Conclusion Physical examination, laboratories, and KCCQ assessed 1 week after discharge offer important prognostic information, suggesting that all are critical components of outpatient evaluation after HF hospitalization.

Introduction


Following hospitalization for acute heart failure (HF) syndromes, patients are at a significantly increased risk for adverse outcomes, with mortality rates as high as 10% and rehospitalization rates as high as 30% 3 months after discharge. Further, patients hospitalized with HF have the highest 30-day readmission rates of any admission diagnosis among Medicare beneficiaries. The ability to identify high-risk patients following hospitalization is particularly important given the opportunity to aggressively treat those patients at greatest risk to improve their outcomes. For example, medication titration, more intense follow-up, and the use of HF disease management programmes have been shown to reduce hospitalizations and mortality. Accordingly, increased attention has been focused on transitions of care for patients with HF.

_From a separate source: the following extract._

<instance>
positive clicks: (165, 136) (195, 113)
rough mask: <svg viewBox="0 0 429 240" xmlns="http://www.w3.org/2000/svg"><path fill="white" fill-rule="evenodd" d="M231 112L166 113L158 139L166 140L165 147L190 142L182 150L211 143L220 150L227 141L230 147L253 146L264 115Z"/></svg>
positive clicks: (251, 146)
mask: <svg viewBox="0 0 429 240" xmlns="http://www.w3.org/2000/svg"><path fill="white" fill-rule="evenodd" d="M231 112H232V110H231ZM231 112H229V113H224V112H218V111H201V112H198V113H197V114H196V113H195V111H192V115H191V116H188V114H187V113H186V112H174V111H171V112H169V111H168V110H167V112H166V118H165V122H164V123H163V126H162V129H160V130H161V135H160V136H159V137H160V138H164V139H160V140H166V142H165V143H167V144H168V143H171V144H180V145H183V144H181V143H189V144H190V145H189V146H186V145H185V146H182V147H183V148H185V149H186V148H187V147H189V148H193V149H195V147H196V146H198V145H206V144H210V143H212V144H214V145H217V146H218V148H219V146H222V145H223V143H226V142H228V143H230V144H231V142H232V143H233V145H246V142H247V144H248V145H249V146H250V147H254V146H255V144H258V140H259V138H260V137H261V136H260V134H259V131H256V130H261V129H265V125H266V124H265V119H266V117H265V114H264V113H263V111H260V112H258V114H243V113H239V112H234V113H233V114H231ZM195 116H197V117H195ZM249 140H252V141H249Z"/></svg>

While serial monitoring of chronic HF patients is a class I recommendation, and guidelines suggest patients are followed-up 7–10 days after hospital discharge for acute HF syndromes, the specific components of early follow-up evaluation that are most predictive of adverse outcomes are unknown. As patients are likely to see a different set of providers during a hospitalization, and direct communication between hospital physicians and outpatient providers at the time of hospital discharge occurs <20% of the time, information from hospitalization may not be available at the time of outpatient evaluation. The evaluation after hospital discharge may include a clinic visit with history and physical examination, a formal health status assessment, and/or laboratory studies. Although each of these have been shown to be prognostic in HF, they have not been studied for their capacity to stratify patients' risk in the period shortly after discharge, nor have they been compared to determine if they incrementally, or redundantly, contribute to risk stratification. By clarifying which domains of follow-up evaluation are most important, more efficient strategies for following discharged HF patients could be designed. For example, if health status assessments provided the most important information, merely calling patients after discharge might enable accurate risk stratification and guide future treatment decisions. If biomarkers conferred the most discrimination, a laboratory visit with review of results by phone might suffice. If physical examination is needed to discriminate prognosis, than a clinic visit would be required.

To address these gaps in knowledge, we evaluated which components of the 1-week follow-up visit, including physical examination, laboratories, and health status, offered the greatest incremental value in predicting cardiovascular rehospitalization and mortality in a cohort of patients enrolled in the Efficacy of Vasopressin Antagonism in Heart Failure Outcome Study with Tolvaptan (EVEREST) Trial. These analyses were designed to improve risk stratification and lend support for recommendations about appropriate clinical monitoring of patients recovering from acute HF syndromes.